Two hundred and fifty people will gather at a conference in Madison to discuss a pressing freshwater challenge: how to reduce runoff, especially from agricultural fields, that carries phosphorus.
Although phosphorus is commonly used to fertilize crops, the nutrient continues to run off, especially during storms. This causes the growth of algae, some of it toxic, in lakes and streams, which reduces water quality and threatens aquatic life.
The conference is organized by the UW-Milwaukee School of Freshwater Sciences Center for Water Policy. It is convening tribal, state and government representatives, as well as water companies, farmers and researchers.
READ: Declining Milwaukee River Basin water quality: ‘It’s hard to sugar coat’
Harvey Bootsma of UWM’s School of Freshwater Sciences will be among them.
Inside Harvey Bootsma’s lab, the tank on the left containing quagga mussels illustrates their ability to filter nutrients from their environment.
He points to two small tanks in the laboratory of the School of Freshwater Sciences. The bottom of one is thick with quagga mussels, an invasive species that entered the Great Lakes system around 1990.
“These were just taken out of the harbor this morning. We took them out with a couple of buckets of water. And we filled both tanks with the same water,” says Bootsma.
Extended conversation with Harvey Bootsma of UWM’s School of Freshwater Sciences.

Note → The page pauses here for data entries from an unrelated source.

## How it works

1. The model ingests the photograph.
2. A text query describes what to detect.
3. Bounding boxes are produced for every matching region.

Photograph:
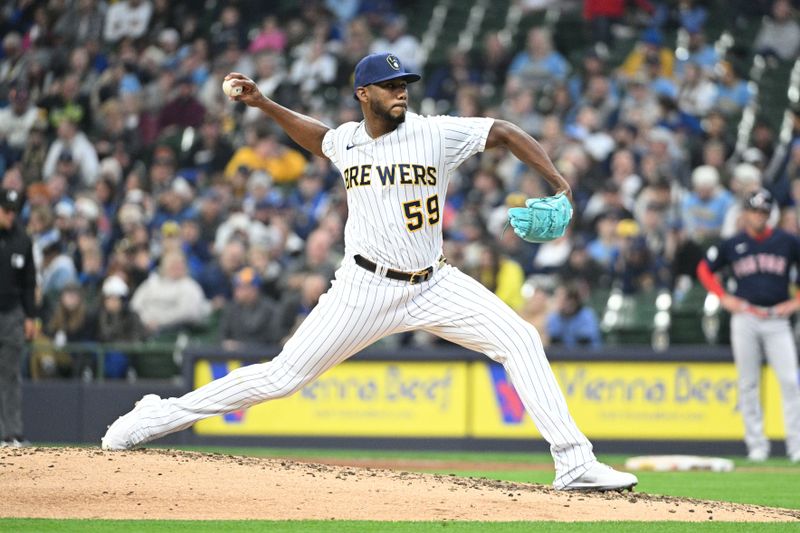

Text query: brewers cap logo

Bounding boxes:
[386,55,400,70]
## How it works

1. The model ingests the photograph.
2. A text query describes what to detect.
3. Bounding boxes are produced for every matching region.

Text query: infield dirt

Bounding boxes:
[0,448,800,522]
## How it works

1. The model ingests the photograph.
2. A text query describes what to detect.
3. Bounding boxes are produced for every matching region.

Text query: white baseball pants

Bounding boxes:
[126,260,595,488]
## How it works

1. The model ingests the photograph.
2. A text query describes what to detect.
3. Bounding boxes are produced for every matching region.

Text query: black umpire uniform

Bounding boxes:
[0,189,36,446]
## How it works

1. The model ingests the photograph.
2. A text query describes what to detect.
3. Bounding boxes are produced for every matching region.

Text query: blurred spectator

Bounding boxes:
[273,274,330,345]
[678,63,717,117]
[42,119,100,189]
[220,267,279,350]
[519,281,552,348]
[244,52,288,125]
[78,242,104,309]
[45,281,97,348]
[558,239,613,289]
[18,120,52,185]
[158,76,206,134]
[103,0,153,43]
[0,87,39,159]
[753,0,800,61]
[547,285,602,348]
[619,28,675,79]
[476,31,511,95]
[612,219,670,294]
[0,31,31,100]
[286,172,330,239]
[36,231,78,301]
[470,241,525,311]
[197,189,224,244]
[714,61,753,115]
[131,247,211,332]
[583,0,653,49]
[282,229,337,292]
[150,177,194,229]
[618,73,660,129]
[208,5,247,55]
[37,73,92,133]
[289,37,337,96]
[198,240,247,310]
[424,47,482,106]
[506,28,569,90]
[586,211,619,270]
[719,163,780,239]
[681,165,735,244]
[225,130,306,185]
[97,276,147,378]
[675,23,720,78]
[53,0,104,47]
[247,15,286,54]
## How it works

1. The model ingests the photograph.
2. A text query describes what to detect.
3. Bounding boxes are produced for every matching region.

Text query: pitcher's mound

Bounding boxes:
[0,448,800,522]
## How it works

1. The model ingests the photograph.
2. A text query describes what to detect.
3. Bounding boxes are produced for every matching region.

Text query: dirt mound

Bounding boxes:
[0,448,800,521]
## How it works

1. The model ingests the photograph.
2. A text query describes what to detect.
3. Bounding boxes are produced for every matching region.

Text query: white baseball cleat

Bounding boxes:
[561,463,639,490]
[100,394,161,451]
[747,448,769,463]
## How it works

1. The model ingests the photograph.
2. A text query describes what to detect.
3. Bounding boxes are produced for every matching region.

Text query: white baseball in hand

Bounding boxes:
[222,80,242,96]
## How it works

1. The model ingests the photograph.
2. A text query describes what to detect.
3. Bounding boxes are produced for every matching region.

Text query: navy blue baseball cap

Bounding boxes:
[353,52,421,100]
[0,189,22,213]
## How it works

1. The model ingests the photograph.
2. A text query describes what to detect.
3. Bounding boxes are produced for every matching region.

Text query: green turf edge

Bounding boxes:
[0,519,800,533]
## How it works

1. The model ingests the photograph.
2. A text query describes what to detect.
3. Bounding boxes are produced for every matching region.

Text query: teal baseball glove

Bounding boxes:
[508,193,572,242]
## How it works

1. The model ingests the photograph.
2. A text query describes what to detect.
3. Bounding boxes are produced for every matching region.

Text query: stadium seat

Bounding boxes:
[600,290,659,345]
[669,283,708,344]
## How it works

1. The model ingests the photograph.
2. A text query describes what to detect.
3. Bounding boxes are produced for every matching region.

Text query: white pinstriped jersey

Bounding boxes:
[322,112,494,271]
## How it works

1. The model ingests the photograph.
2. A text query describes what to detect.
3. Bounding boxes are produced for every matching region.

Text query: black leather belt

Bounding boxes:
[353,255,447,285]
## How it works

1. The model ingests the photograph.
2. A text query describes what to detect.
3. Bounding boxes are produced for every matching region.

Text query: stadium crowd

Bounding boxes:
[0,0,800,373]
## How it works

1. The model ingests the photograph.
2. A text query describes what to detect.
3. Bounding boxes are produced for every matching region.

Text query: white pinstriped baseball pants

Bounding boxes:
[130,259,595,488]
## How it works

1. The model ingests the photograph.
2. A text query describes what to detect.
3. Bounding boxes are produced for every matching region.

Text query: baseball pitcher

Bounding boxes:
[697,189,800,462]
[102,53,637,490]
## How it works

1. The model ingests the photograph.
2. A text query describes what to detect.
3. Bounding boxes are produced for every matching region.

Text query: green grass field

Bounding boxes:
[0,448,800,533]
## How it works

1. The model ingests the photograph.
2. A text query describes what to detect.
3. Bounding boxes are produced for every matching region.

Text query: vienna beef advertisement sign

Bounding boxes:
[194,359,784,440]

In just over an hour, the water in the “quagga mussel” tank is almost crystal clear, while the other “is very murky and cloudy, and that shows you how effective the mussels are in the time to remove particulate material from the water,” Bootsma says.

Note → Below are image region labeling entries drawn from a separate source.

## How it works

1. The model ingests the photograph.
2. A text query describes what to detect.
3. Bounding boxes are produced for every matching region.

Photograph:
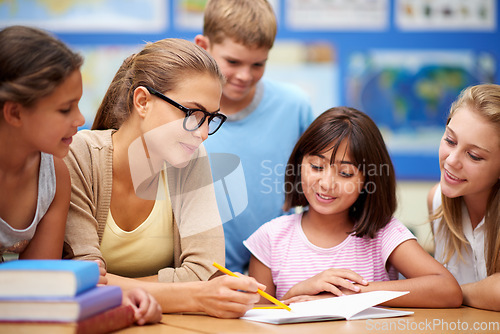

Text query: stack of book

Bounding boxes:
[0,260,134,334]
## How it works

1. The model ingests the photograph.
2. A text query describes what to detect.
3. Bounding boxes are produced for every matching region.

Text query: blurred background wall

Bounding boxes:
[0,0,500,250]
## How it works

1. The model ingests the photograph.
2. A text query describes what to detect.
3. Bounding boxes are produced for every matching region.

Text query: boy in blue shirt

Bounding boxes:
[195,0,313,272]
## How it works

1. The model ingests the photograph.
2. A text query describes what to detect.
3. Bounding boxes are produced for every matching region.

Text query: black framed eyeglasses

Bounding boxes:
[144,86,227,135]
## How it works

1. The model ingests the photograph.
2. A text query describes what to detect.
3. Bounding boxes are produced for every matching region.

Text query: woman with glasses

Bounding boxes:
[64,39,262,317]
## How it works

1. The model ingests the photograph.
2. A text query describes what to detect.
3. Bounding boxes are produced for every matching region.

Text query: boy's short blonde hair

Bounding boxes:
[203,0,277,49]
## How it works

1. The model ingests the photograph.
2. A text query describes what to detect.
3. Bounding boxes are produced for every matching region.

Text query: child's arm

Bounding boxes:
[354,239,462,308]
[19,157,71,259]
[248,255,276,304]
[462,273,500,311]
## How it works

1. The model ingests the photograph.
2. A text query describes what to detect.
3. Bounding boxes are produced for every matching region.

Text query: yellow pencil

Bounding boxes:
[214,262,292,311]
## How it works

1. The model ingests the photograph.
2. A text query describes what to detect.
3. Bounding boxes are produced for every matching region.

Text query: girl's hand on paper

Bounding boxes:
[283,268,368,300]
[95,260,108,285]
[195,273,266,318]
[122,288,162,325]
[282,292,336,305]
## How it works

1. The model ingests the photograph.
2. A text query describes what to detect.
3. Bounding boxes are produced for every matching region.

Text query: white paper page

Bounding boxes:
[290,291,409,319]
[242,291,411,323]
[349,307,413,320]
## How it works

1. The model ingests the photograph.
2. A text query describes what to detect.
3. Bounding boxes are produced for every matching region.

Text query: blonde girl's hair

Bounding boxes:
[203,0,278,49]
[429,84,500,276]
[92,38,224,130]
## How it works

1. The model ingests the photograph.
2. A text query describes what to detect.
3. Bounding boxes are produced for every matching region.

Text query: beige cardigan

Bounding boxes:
[63,130,224,282]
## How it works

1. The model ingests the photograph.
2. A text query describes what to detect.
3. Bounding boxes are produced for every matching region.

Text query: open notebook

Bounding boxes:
[241,291,413,324]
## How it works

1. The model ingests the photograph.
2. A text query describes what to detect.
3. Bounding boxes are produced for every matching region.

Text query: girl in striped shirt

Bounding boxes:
[244,107,462,308]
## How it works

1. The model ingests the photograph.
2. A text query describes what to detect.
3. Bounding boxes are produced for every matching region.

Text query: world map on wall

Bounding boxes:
[347,50,494,134]
[360,66,478,132]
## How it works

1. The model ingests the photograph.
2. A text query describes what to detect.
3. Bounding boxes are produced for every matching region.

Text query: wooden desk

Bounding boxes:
[154,307,500,334]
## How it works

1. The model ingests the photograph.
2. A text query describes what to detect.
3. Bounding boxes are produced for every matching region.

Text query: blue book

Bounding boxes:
[0,260,99,298]
[0,285,122,322]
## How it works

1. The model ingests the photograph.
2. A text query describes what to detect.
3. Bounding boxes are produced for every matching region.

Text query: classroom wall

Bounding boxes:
[0,0,500,247]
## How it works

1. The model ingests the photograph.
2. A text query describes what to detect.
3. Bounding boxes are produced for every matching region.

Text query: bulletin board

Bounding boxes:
[0,0,500,180]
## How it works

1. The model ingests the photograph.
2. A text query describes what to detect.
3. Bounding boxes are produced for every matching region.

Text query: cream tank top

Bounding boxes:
[101,171,174,277]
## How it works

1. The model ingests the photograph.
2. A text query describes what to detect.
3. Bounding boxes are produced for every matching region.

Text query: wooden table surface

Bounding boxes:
[119,307,500,334]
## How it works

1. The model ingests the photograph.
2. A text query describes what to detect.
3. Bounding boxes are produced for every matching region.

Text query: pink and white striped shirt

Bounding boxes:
[243,214,416,299]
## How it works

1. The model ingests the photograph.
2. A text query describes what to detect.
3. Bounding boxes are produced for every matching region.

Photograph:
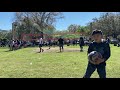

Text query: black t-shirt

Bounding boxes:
[58,38,64,44]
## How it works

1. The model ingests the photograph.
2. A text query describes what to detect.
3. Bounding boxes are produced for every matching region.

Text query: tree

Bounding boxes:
[88,12,120,38]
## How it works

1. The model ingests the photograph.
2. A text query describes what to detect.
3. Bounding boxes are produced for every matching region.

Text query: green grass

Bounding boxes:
[0,45,120,78]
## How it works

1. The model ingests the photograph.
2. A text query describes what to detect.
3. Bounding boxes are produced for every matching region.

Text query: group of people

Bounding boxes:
[39,37,84,52]
[0,40,7,47]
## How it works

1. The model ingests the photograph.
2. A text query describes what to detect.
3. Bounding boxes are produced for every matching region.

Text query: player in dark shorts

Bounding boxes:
[58,37,64,52]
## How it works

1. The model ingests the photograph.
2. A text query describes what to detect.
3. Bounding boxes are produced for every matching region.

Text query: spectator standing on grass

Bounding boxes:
[58,37,64,52]
[83,30,111,78]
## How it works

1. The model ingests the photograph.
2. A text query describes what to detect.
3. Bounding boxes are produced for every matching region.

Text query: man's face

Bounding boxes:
[93,34,102,43]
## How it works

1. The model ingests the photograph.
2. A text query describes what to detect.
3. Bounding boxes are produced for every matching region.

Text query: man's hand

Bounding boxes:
[90,60,96,65]
[95,58,104,65]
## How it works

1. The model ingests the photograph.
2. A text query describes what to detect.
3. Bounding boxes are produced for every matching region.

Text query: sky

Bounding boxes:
[0,12,103,30]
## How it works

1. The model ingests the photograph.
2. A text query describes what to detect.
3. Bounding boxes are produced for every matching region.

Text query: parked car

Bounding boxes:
[110,39,119,46]
[117,42,120,47]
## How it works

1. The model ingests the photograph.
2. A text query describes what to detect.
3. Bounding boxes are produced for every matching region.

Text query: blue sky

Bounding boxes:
[0,12,102,30]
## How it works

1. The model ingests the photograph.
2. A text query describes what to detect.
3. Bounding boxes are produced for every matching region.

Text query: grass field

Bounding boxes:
[0,45,120,78]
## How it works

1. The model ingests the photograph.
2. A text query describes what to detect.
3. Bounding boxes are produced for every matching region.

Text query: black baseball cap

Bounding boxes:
[92,30,103,36]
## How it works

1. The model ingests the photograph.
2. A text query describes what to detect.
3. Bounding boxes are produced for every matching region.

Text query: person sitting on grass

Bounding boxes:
[83,30,111,78]
[79,37,84,52]
[58,37,64,52]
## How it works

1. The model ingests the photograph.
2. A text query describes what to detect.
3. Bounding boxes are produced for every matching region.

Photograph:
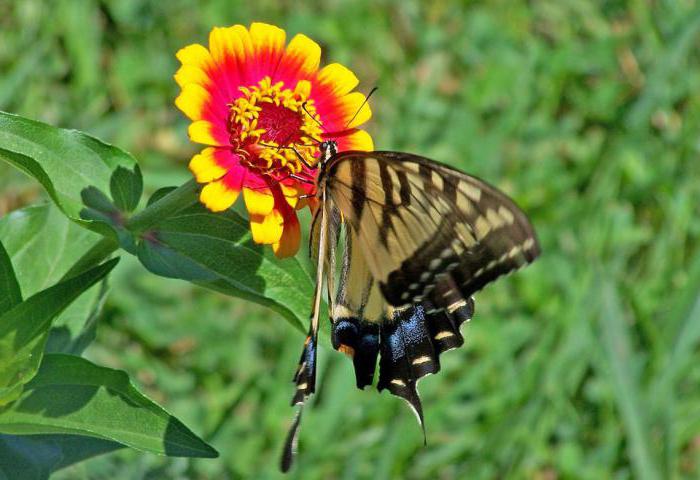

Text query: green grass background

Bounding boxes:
[0,0,700,480]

And that’s not good. Quagga mussels have dropped out of the lake’s food web.
When Bootsma joined UWM’s freshwater science team in 1999, mussels weren’t on his research radar. Their focus was algae. “Algae that grow at the bottom of the lake. There was this real problem in Lake Michigan. It was just growing too fast, and there were no fish or other organisms that would feed on this algae,” he says.

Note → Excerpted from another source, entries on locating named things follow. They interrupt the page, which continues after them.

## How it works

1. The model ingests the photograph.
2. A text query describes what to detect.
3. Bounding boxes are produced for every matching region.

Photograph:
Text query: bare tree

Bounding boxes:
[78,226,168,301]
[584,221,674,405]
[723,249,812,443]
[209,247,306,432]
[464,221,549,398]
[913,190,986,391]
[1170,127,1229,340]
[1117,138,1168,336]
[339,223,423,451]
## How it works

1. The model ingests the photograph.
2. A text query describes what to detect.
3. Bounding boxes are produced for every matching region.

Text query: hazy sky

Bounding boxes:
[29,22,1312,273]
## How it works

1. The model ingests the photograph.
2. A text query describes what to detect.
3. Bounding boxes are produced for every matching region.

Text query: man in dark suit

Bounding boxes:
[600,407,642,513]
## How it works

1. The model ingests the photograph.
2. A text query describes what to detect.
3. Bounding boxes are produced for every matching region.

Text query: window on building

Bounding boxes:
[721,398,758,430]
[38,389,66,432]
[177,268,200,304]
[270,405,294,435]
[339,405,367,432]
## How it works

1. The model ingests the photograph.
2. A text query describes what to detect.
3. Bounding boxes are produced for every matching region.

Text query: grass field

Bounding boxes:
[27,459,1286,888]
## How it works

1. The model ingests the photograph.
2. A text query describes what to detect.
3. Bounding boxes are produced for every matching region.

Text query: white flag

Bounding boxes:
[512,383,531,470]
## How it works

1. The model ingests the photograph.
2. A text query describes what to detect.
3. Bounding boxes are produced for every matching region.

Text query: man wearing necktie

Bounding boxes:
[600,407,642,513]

This was not the first algae problem Lake Michigan has faced. In the 1960s and 1970s, Bootsma says, “Those were the heyday of eutrophication: too much phosphorus going into the lakes and causing too much algae to grow,” Bootsma says.
In 1972, concerned about the entire freshwater basin, Canada and the United States took steps to develop the Great Lakes Water Quality Agreement. Bootsma says he did a good job setting phosphorus limits for each lake and putting policies in place, such as “Improving wastewater treatment plants, some changes in farming practices, and restrictions on phosphorus in detergents for the clothes,” says Bootsma.
Boostma says that algae abundance and phosphorus concentrations dropped in Lake Michigan, “so when the algae came back in the late 1990s and early 2000s, we were baffled.”
Bootsma looked for answers through experiments in his lab: “And we did a lot of diving in the lake, collecting the algae, measuring how much there was, measuring how fast it was growing, measuring the conditions of the temperature of the lake, the light, the phosphorus … both dissolved in the water, but also the amount of phosphorus that was in the algae itself,” he says.
This research led Bootsma to the quagga mussels we met earlier in the story.
“These mussels are excellent filters, they filter plankton out of the water column and at the same time they suck up phosphorus and pump it to the bottom of the lake where the mussels live,” says Bootsma.
In fact, the mussels cover much of the lake, including the rocky reefs where the algae have taken over. That’s where Bootsma conducted more research on the Michigan side of the lake. He and his team spent a summer scraping mussels from an area the size of a large kitchen, he says.
“A small area in the shoreline area of Sleeping Bear Dunes National Lake. Our hypothesis is that there should be less algae when there are no mussels and the phosphorus content of these algae should be lower because we think the algae got a lot of their phosphorus from the mussels,” says Bootsma.
To his surprise, seaweed is only slightly less abundant. “Even though the phosphorus content of the algae actually went down, and we’re still trying to figure that out. If the phosphorus content is so much lower in these algae, why does it still seem to be growing quite quickly?” Bootsm says.
Another puzzle, Bootsma says, is that mussels have not recolonized this section of reef.
“The only way a rock can be recolonized is if the veligers, which is the mussel larvae, the very small larvae settle on those rocks and start growing as small mussels and eventually they turn into big mussels,” says Bootsma.
The scientist suspects that a different invasive, a small fish called the round goby, is gobbling up the larvae before they have a chance to mature.
“Ironically, one invasive species appears to be helping to control another,” says Bootsma. “That’s what we’re following.”
Bootsma, along with other researchers, elected officials and farmers, will study ways to control the impacts of phosphorus at the conference in Madison on Tuesday.
Bootsma says the discussion will be immensely complex and important.
“These phosphorus issues in Lake Michigan, which are quite unique and different from what happens inland. But the fact is, they’re both affected by what we’re doing on the land in agriculture and in our cities, so how we get it. there’s a balance,” Bootsma says.